2. The method of claim 1, further comprising:
deploying the MPS protocol to detect an error occurring during a runtime of the QCS.
3. The method of claim 2, further comprising:
deploying the MPS protocol to correct an error occurring during a runtime of the QCS.
4. The method of claim 1, wherein the MPS protocol is generated by contracting the tensor network.
5. The method of claim 4, wherein contracting the tensor work includes summing probabilities associated with a subset of the error modes that are compatible with the set of detected quantum errors.
6. The method of claim 1, wherein generating the MPS protocol is parameterized by a maximum bond dimension.
7. The method of claim 6, wherein the maximum bond dimension is set to a value of approximately 30.
8. The method of claim 1, wherein the MPS protocol is generated by employing an ansatz to encode a probability distribution associated with the set of detected quantum errors and logical bit information.
9. The method of claim 8, further comprising:
training the ansatz.
10. The method of claim 1, further comprising:
generating a circuit diagram based on the error model and the set of detected quantum errors;
generating a bipartite graph based on the circuit diagram; and
generating the MPS protocol based on at least one of the circuit diagram and the bipartite graph.
11. A system, comprising:
one or more memory devices, the one or more memory devices storing computer-readable instructions that when executed by the one or more processors cause performance of operations comprising:
accessing an error model for a quantum computing system (QCS), wherein the error model encodes a set of error channels corresponding to a set of quantum error modes;
accessing a set of detected quantum errors encoded in a set of experimental measurements performed on the QCS;
generating a tensor network that encodes correlations between the quantum error modes of the set of quantum error modes and the detected quantum errors of the set of detected quantum errors;
generating a matrix product state (MPS) protocol based on the tensor network; and
computing a likelihood that a logical error has occurred by employing the MPS protocol to generate an error corrected QCS.
12. The system of claim 11, wherein the operations further comprise:
deploying the MPS protocol to detect an error occurring during a runtime of the QCS.
13. The system of claim 11, wherein the operations further comprise:
deploying the MPS protocol to correct an error occurring during a runtime of the QCS.
14. The system of claim 11, wherein the MPS protocol is generated by contracting the tensor network.
15. The system of claim 14, wherein contracting the tensor network includes summing probabilities associated with a subset of the error modes that are compatible with the set of detected quantum errors.
16. The system of claim 11, wherein generating the MPS protocol is parameterized by a maximum bond dimension.
17. The system of claim 16, wherein the maximum bond dimension is set to a value of approximately 30.
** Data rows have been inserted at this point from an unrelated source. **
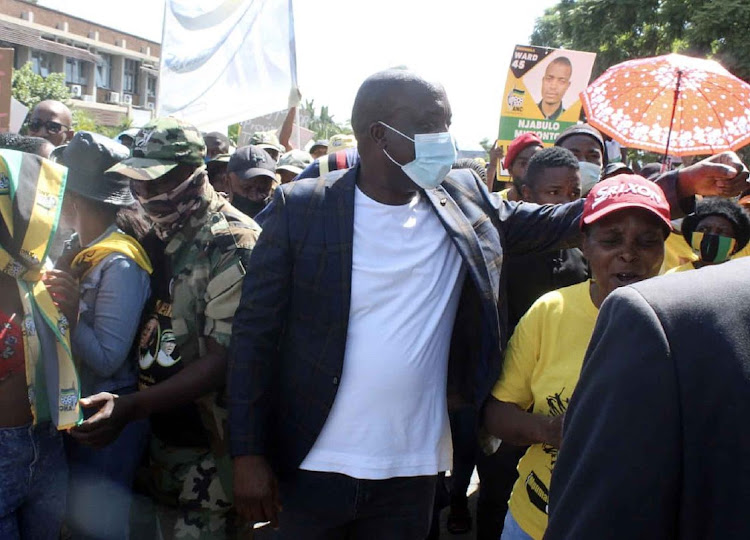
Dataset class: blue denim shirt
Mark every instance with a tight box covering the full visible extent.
[72,230,151,396]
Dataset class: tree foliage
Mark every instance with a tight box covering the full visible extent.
[11,62,70,109]
[300,99,352,139]
[531,0,750,81]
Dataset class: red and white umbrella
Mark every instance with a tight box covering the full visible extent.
[581,54,750,156]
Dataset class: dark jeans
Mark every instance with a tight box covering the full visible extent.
[278,470,437,540]
[450,405,479,500]
[0,423,68,540]
[477,443,527,540]
[65,420,149,540]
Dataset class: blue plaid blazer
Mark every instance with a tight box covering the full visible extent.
[227,167,583,477]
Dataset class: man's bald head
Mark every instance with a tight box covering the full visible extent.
[352,69,450,143]
[29,99,74,146]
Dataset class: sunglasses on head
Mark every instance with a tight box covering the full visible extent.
[29,120,70,133]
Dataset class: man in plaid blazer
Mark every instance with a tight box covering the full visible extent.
[228,70,748,539]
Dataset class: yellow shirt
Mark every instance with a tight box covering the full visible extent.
[659,232,698,275]
[492,281,599,538]
[659,233,750,274]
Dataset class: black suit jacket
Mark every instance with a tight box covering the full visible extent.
[227,167,583,476]
[545,258,750,540]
18. The system of claim 11, wherein the operations further comprise:
generating a circuit diagram based on the error model and the set of detected quantum errors;
generating a bipartite graph based on the circuit diagram; and
generating the MPS protocol based on at least one of the circuit diagram and the bipartite graph.
19. One or more non-transitory computer-readable media that store instructions for operating a quantum computing system (QCS), and when the instructions are executed by one or more processors, cause the one or more processors to perform operations comprising:
accessing an error model for the QCS, wherein the error model encodes a set of error channels and a relation to detector outcomes;
accessing a set of measured detector outcomes;
generating a tensor network that encodes correlations between the quantum error modes of the set of quantum error modes and the set of measured detector outcomes; and
generating a matrix product state (MPS) protocol based on the tensor network.
20. The computer-readable media of claim 19, wherein the operations further comprise:
generating a circuit diagram based on the error model and the set of detected quantum errors;
generating a bipartite graph based on the circuit diagram; and
generating the MPS protocol based on at least one of the circuit diagram and the bipartite graph.